Ein Film für Kinder und Akademiker*innen, Comicnerds und Young-Adult-Fans, Liebhaber*innen von Hip-Hop-Kultur und Punk-Plakativität. Ein Marvelfilm als blitzgescheites Popkunstwerk, auch das ist möglich.

Von Christian Fuchs

FM4 Film Podcast #183: Spiderman: Across the Spider-Verse

Wer sich nicht näher mit Comic-Blockbustern beschäftigt, hat längst die Übersicht über all die Spider-Männer verloren, die im Kino herumschwingen. Den fortschrittlichsten, innovativsten und visuell atemberaubendsten Blick auf die berühmte Marvel-Figur wirft das Animationskino.

Christian Fuchs, Natalie Brunner und der Comic-Spezialist Gerd Holoubek reden über den sensationellen „Spiderman: Across the Spider-Verse“ - und rollen auch ein wenig die Geschichte des ikonischen Titelhelden auf.

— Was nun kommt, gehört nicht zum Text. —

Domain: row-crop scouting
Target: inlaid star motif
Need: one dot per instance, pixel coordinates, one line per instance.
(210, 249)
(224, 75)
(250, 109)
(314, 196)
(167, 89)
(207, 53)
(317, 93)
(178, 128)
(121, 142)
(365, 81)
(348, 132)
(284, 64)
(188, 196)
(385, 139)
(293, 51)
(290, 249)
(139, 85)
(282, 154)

Montag, 12.06.2023, um Mitternacht auf FM4 und überall, wo’s Podcasts gibt.

Bei einem Liveeinstieg unlängst auf FM4 wurde ich gefragt, was ich denn persönlich mit Spider-Man verbinde. Die Antwort ist einfach: Ein kleines Stückchen Lebensrettung. Als schüchterner Bub mit Comic-Vorlieben, popkulturellen Affinitäten und einer gleichzeitigen Abneigung gegen jegliche sportliche Aktivität, konnte man sich in meiner Kindheit nur mit einem Superhelden wirklich identifizieren: Spider-Man.

Denn der populärste Charakter des Marvel-Verlags war nicht nur ein echter Außenseiter. Im Gegensatz zu anderen Einzelgängerkollegen wie Batman oder Hulk hatte „Die Spinne“, wie die Figur in frühen deutschen Veröffentlichungen hieß, weder etwas Martialisches an sich noch die Aura eines schwerreichen Macho-Playboys.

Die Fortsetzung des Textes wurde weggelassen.